因为我们获得的数据是一个5000 * 400的矩阵，代表着有5000张图片的灰度数据，每张图片是20 * 20 的尺寸，一维化就是400的大小，因此我们只需将400的数组重新组装成20 * 20的矩阵就可以获得图片通过plt.imshow(就可以获得这张图片)

完成题目所要求的100个随机数字展示

代码

random_selected_index = np.random.choice(len(x), 100)
need_show_data = x[random_selected_index]
need_show_img = None

for i in range(10):
    tmp_array = need_show_data[i * 10].reshape(20, 20)
    for j in range(1, 10):
        tmp_array = np.concatenate((tmp_array, need_show_data[i * 10 + j].reshape(20, 20)), axis=1)
    need_show_img = tmp_array if need_show_img is None else np.concatenate((need_show_img, tmp_array), axis=0)
print(need_show_img.shape)
plt.imshow(need_show_img, cmap='gray')
plt.show()

结果

在这里插入图片描述

思路

展示图片的方法就是跟上面展示单个图片的方法一样，只不过不一样的地方在于这次需要将图片拼接，具体的拼接方法看代码吧

1.3 Vectorizing Logistic Regression (矢量化逻辑回归)

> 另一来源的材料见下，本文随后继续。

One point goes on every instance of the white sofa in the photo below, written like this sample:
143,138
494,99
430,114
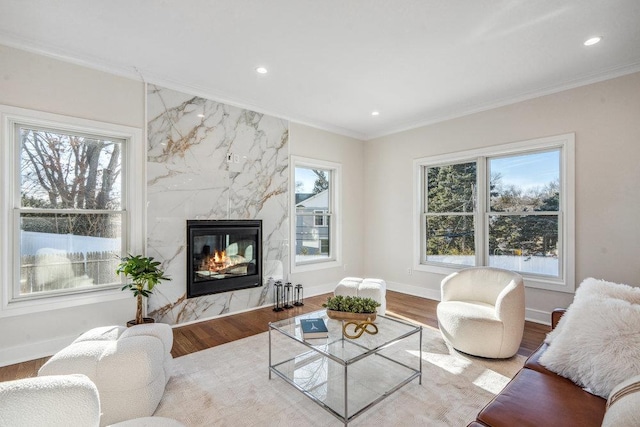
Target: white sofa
129,366
481,311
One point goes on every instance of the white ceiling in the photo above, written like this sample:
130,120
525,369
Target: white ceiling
332,62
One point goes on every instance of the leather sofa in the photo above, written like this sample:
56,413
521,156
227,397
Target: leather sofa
539,397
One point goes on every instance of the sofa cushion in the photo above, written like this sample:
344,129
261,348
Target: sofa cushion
598,346
536,399
602,289
623,403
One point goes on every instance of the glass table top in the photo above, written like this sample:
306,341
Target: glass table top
390,330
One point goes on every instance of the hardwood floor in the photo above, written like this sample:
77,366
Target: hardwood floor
210,333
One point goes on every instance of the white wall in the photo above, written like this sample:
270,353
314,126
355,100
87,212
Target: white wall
41,83
317,144
606,120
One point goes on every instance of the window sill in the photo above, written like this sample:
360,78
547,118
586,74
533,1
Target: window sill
535,282
28,306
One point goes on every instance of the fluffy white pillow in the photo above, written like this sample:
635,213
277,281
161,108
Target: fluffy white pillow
598,346
623,403
591,287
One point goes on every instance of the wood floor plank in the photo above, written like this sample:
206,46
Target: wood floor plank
210,333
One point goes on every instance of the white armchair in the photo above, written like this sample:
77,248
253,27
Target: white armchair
60,401
481,311
129,366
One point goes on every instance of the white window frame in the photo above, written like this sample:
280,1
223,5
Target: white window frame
334,214
566,144
321,214
133,201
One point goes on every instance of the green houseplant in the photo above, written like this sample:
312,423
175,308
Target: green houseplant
348,307
145,274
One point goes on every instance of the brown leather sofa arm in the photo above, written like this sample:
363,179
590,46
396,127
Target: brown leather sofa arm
556,314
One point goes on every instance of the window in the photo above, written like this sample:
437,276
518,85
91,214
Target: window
316,223
509,207
320,218
67,210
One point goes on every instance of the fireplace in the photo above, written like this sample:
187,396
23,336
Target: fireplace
223,256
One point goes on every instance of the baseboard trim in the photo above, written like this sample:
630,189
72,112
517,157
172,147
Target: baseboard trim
37,350
531,314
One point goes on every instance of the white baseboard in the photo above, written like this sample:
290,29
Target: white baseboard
417,291
36,350
531,314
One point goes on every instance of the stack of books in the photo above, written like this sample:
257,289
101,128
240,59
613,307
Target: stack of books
313,328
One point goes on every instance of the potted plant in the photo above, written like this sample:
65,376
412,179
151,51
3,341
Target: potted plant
146,274
351,308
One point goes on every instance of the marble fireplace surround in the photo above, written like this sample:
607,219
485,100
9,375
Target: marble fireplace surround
208,160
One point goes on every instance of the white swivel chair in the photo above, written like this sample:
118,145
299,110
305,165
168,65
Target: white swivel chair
482,311
60,401
129,366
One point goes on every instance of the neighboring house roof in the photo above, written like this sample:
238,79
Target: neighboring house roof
320,200
300,197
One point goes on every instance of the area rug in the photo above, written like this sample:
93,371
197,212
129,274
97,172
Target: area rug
229,385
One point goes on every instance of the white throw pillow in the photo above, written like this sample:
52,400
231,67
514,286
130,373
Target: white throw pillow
623,404
598,346
591,287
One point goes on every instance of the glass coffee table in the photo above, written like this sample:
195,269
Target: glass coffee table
346,376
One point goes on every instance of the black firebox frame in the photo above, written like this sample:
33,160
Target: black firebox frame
206,227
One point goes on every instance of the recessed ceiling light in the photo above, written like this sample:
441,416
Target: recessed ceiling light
593,40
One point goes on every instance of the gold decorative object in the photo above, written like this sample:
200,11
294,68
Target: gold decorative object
359,328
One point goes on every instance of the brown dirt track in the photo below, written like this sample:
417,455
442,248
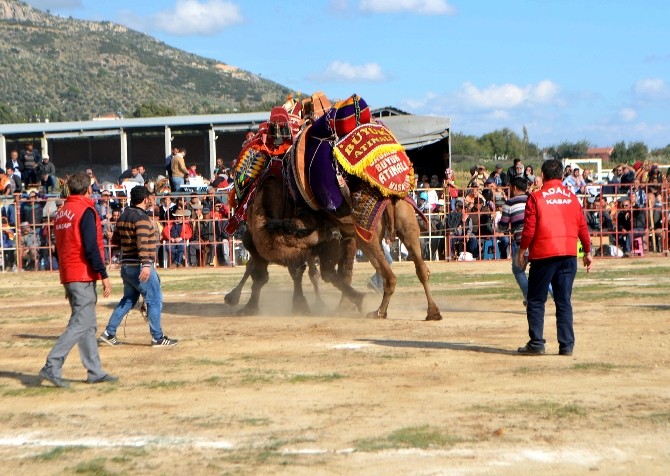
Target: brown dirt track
335,393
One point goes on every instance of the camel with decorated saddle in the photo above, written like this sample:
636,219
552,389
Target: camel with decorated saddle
351,172
278,230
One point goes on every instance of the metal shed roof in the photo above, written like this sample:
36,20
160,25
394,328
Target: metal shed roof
411,131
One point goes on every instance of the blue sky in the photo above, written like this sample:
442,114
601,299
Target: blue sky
567,70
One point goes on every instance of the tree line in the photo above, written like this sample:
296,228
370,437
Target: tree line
505,144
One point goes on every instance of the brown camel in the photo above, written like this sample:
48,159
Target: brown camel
277,232
351,167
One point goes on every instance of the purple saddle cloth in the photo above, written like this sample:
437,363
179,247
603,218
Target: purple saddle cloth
320,167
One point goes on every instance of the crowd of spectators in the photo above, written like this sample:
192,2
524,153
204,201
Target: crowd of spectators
190,229
626,215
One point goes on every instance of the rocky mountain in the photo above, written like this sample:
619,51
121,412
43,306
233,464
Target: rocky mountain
67,69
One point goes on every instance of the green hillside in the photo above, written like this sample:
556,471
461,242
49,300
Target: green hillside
66,69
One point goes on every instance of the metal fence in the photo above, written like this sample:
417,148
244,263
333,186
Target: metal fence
624,220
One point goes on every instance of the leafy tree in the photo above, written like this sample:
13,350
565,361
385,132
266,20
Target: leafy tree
7,115
502,143
153,110
630,154
568,150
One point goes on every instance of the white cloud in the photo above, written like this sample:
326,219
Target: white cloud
343,71
193,17
627,114
508,96
424,7
652,88
55,4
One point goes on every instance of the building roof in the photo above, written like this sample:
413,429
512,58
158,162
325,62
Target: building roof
411,131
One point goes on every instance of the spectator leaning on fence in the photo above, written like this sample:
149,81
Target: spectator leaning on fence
553,222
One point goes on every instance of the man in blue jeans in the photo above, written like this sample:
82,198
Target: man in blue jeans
135,235
553,222
512,217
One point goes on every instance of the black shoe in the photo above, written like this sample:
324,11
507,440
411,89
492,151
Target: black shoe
103,379
529,350
164,341
107,339
57,381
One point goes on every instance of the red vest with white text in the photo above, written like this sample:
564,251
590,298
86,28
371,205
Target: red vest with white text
73,265
559,216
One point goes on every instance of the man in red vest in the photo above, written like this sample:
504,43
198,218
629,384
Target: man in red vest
79,246
553,222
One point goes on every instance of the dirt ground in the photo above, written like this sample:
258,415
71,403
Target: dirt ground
337,393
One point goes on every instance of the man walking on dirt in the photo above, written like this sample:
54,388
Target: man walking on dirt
135,235
79,246
553,222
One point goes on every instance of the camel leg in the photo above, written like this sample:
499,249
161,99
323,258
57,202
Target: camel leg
408,231
259,277
233,297
373,251
314,275
342,254
300,305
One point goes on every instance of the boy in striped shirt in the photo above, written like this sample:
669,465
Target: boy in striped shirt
135,235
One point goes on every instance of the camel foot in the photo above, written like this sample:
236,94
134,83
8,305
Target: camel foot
248,311
300,307
434,316
376,315
232,298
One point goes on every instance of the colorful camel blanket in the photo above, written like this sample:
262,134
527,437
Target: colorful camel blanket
372,153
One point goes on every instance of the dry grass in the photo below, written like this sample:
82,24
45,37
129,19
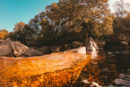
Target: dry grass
54,70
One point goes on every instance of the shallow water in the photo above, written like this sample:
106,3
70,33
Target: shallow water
103,70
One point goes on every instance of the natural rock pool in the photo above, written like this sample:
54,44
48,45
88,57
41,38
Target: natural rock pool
104,70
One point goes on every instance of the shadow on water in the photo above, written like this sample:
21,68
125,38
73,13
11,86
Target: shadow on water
104,69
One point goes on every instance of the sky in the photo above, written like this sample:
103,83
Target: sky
14,11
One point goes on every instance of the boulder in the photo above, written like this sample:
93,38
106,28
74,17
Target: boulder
15,48
5,48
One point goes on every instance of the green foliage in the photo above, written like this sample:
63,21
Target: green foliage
3,34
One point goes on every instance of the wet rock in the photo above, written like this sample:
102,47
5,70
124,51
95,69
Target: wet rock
44,49
11,48
5,48
91,45
122,82
81,50
76,44
55,48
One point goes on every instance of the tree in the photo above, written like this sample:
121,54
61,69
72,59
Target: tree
92,17
121,8
19,26
3,34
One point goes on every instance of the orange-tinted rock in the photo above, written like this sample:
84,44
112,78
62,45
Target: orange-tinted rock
52,70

这里的内容主要是讲解了怎么使用矢量化的方式来进行逻辑回归的计算，没有具体的任务，故我不具体讲了

1.4 One-vs-all Classiﬁcation （一对一分类）

在这里插入图片描述
这里就是需要我们去解决这个问题了

先定义几个需要用的函数代码

# 定义一些函数
# sigmoid 函数
def sigmoid(z):
    return 1 / (1 + np.exp(-z))


# 预测函数
def h_fun(theta_param, x_param):
    return sigmoid(x_param @ theta_param)

# 定义损失函数
def cost_fun(theta_param, x_param, y_param, l):
    '''
    get cost Value
    :param theta_param: theta
    :param x_param: x
    :param y_param: y
    :param l: lambda
    :return: cost value
    '''
    theta_param = theta_param.reshape((x_param.shape[1], 1))
    tmp = h_fun(theta_param, x_param)
    first = np.multiply(y_param, np.log(tmp))
    second = np.multiply((1 - y_param), np.log(1 - tmp))
    return - 1 / m * (np.sum(first + second)) + l / (2 * m) * np.sum(np.power(theta_param, 2))

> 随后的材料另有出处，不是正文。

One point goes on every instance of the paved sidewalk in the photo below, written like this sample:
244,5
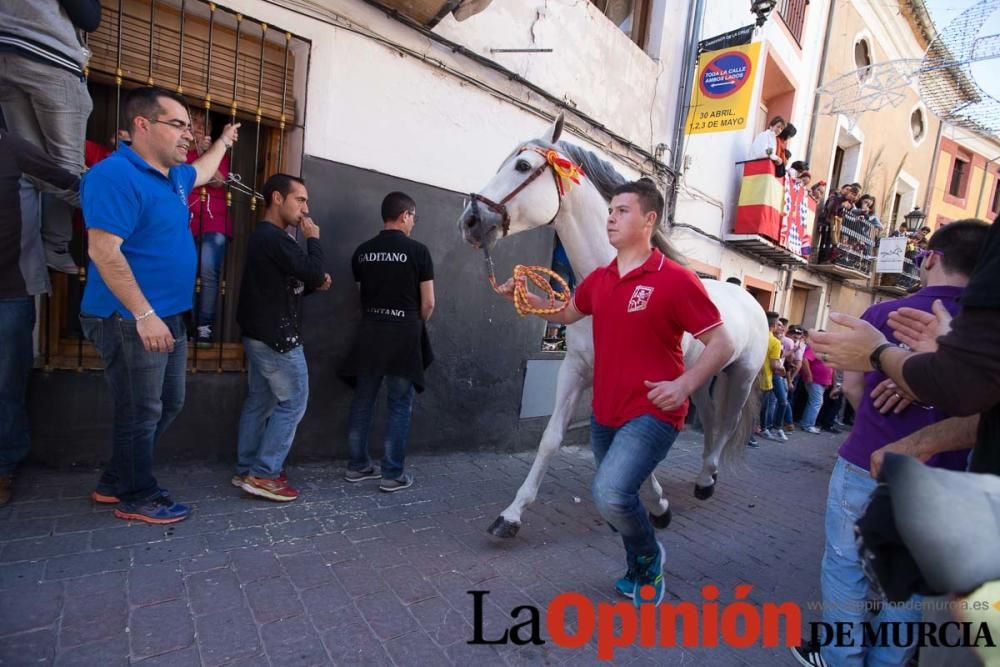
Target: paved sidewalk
347,575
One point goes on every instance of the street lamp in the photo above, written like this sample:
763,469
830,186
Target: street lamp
762,8
914,219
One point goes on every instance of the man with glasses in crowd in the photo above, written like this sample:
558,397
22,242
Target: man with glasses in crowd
884,417
140,283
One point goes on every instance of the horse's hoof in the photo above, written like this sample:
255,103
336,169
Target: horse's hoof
703,492
503,528
662,521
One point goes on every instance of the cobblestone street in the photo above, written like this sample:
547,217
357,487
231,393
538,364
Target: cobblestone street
351,576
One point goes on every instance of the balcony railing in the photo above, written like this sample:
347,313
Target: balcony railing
793,13
900,283
847,246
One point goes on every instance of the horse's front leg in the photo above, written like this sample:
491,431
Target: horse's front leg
572,379
656,502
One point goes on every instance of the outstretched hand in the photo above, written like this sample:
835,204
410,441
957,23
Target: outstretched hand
918,329
847,350
890,397
667,395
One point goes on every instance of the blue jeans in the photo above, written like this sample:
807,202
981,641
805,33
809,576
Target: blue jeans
147,389
625,457
17,355
815,403
213,253
276,400
844,586
767,405
397,427
782,408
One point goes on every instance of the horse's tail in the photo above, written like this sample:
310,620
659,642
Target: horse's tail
734,450
661,243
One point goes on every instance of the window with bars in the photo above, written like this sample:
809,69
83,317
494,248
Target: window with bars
230,67
793,13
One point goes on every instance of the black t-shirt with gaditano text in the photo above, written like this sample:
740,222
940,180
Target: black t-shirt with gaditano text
390,268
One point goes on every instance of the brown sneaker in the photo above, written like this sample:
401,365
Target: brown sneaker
103,499
237,480
6,488
272,489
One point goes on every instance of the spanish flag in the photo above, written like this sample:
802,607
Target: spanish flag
762,200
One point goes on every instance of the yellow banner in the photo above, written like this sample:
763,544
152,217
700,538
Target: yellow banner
723,86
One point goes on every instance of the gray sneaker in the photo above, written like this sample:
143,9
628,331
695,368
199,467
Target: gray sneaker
362,475
404,481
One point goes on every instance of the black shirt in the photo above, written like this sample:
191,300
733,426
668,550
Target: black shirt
277,275
390,268
963,376
20,245
392,339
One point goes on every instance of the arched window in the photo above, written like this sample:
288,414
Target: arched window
918,128
862,58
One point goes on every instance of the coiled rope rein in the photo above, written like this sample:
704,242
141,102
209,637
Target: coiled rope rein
558,299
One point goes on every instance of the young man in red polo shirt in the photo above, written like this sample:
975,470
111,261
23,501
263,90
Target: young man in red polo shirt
642,303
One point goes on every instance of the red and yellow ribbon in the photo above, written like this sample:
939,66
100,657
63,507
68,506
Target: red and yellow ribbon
567,170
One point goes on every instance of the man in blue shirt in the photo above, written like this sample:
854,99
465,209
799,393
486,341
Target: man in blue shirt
140,283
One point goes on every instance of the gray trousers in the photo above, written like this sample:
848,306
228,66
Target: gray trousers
49,107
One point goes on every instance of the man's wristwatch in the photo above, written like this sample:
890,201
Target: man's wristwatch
876,356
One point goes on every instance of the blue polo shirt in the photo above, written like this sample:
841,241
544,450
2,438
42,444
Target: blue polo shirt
123,195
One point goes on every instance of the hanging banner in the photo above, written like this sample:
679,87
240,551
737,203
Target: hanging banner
891,252
737,37
720,101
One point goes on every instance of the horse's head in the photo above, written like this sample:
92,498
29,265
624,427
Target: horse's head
520,197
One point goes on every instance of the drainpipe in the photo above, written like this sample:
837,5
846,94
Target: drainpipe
930,177
695,20
820,77
982,186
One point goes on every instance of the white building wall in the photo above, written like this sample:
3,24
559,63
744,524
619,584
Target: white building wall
711,180
370,106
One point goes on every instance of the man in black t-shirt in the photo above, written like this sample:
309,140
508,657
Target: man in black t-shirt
396,277
277,275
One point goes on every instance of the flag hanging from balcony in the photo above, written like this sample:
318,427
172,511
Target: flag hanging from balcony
762,200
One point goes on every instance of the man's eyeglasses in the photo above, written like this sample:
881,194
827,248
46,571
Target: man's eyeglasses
921,255
176,124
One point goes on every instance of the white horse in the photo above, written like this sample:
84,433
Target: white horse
521,197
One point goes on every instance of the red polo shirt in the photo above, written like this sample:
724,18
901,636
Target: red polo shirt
639,321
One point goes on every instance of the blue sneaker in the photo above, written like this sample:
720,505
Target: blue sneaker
160,509
626,585
649,586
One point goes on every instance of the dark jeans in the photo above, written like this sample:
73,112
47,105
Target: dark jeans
626,456
17,323
397,428
148,392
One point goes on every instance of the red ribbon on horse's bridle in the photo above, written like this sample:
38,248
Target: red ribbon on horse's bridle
561,168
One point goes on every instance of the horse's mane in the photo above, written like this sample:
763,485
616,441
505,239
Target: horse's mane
606,178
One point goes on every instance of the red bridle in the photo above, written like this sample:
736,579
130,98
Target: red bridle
500,208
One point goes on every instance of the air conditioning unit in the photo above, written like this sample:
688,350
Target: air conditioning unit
431,12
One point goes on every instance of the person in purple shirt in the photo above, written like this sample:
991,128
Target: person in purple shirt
883,417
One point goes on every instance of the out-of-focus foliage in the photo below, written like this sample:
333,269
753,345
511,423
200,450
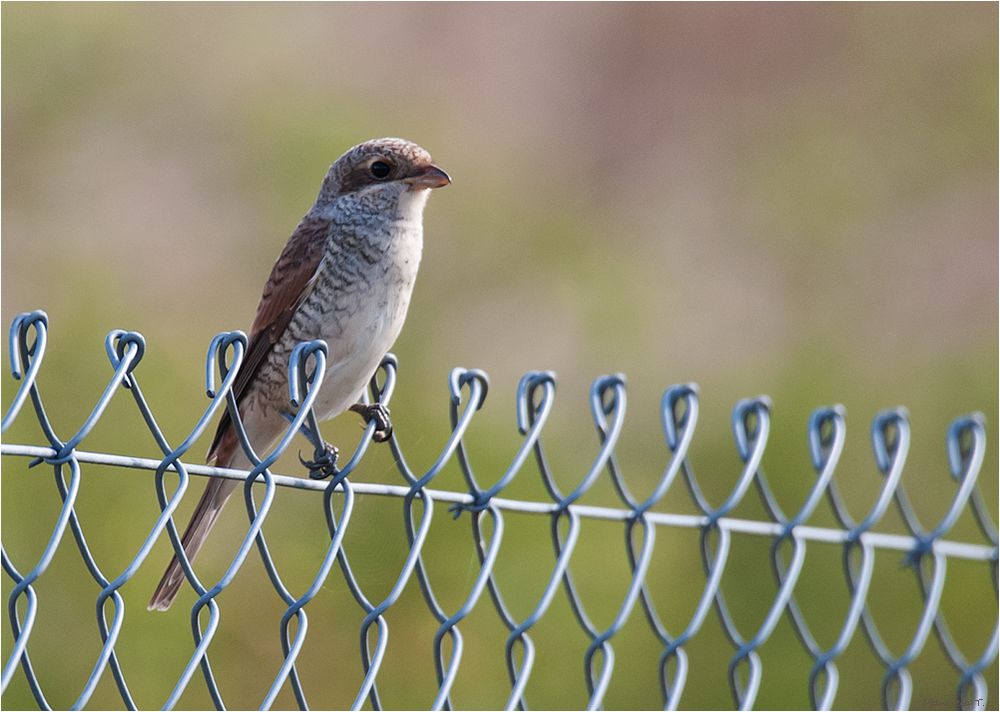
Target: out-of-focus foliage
798,199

def gradient_fun(theta_param, x_param, y_param, l):
    '''
    get Gradient Value
    :param theta_param: theta
    :param x_param: x
    :param y_param: y
    :param l: lambda
    :return: gradient
    '''
    theta_param = theta_param.reshape((x_param.shape[1], 1))
    cpy_theta = theta_param.copy()
    tmp = h_fun(theta_param, x_param)
    theta_param = (x_param.T @ (tmp - y_param)) / len(x_param)
    theta_param[1:, :] += l / len(x_param) * cpy_theta[1:, :]
    return theta_param

一对一分类代码

import scipy.optimize as opt

# 准备下X
x = data['X']
x = np.insert(x, 0, values=np.ones(m), axis=1)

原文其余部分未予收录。